In DJF, MAM and SON, the changes of the CWDday are consistent with those of precipitation and the values are increasing in the latter stage compared with the former stage. The average CWDday during 2010–2018 are 1.1day, 1.6day and 0.4day more than 1961–1994 in DJF, MAM and SON, respectively. In JJA, the average CWDday is decreasing significantly during 1995–2009 and increasing significantly during 2010–2018; the general trend is to decrease; the average CWDday during 2010–2018 is 0.6day less than 1961–1994. The average annual CWDday is also decreasing significantly during 1995–2009 and increasing significantly during 2010–2018; but the general trend is upward; the average annual CWDday during 2010–2018 is 0.5day more than 1961–1994.
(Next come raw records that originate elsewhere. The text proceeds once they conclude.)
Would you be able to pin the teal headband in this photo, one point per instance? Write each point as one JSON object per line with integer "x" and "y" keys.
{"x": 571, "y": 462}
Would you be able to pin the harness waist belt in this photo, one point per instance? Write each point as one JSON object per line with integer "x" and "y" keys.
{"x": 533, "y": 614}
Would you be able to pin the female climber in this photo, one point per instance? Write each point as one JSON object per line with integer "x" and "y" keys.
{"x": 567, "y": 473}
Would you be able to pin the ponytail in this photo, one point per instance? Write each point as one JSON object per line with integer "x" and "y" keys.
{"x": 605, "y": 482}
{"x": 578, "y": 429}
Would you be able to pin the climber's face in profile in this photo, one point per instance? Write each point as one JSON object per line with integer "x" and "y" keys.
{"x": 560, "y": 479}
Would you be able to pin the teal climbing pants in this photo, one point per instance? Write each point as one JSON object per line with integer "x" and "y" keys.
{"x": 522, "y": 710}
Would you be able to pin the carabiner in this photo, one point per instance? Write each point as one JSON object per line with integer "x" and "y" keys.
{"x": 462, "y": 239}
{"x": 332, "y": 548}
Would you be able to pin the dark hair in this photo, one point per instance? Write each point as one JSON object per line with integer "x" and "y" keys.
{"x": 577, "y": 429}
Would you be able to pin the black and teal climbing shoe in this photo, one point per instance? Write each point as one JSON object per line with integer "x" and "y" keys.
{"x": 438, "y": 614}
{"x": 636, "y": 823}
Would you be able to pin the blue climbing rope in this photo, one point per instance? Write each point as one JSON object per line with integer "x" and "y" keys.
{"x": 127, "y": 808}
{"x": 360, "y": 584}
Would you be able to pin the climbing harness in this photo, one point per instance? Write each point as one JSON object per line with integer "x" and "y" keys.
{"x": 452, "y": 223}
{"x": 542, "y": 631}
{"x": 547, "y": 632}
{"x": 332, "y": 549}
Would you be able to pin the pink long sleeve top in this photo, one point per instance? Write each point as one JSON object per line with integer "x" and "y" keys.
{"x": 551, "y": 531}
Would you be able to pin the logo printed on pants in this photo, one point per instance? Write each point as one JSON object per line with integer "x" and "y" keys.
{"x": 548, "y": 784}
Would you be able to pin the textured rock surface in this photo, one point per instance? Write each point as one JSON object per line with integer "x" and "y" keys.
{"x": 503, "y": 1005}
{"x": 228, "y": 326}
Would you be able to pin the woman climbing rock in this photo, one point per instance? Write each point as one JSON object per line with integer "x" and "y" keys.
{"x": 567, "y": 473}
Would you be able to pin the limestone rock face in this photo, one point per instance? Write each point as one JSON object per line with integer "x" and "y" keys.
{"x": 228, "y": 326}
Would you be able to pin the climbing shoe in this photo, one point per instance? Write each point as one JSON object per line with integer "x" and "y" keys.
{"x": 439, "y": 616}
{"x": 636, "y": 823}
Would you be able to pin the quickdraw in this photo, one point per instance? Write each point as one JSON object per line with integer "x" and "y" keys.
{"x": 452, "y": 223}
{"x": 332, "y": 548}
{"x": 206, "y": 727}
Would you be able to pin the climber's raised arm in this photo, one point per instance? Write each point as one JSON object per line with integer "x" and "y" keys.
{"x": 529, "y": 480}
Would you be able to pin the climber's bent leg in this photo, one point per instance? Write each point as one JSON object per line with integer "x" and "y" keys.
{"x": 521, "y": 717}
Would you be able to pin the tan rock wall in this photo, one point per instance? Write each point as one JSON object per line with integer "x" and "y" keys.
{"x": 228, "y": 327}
Annually and seasonally, the average values of CDDday are the highest during 1995–2009, except MAM. The average annual CDDday in 2010–2018 is 1.3day less than 1961–1994. In DJF and JJA, the average CDDday is increasing during 1995–2009 and decreasing during 2010–2018; the general trend is decreasing. The average CDDday during 2010–2018 is 0.8day and 0.7day less than 1961–1994 in DJF and JJA, respectively. In MAM, the value of the CDDday is decreasing in the latter stage compared with the former stage; the average CDDday during 2010–2018 is 2.3day less than 1961–1994. In SON, the average CDDday is increasing during 1995–2009 and decreasing during 2010–2018; the general trend is increasing; the average CDDday is 0.2day more in 2010–2018 than 1961–1994.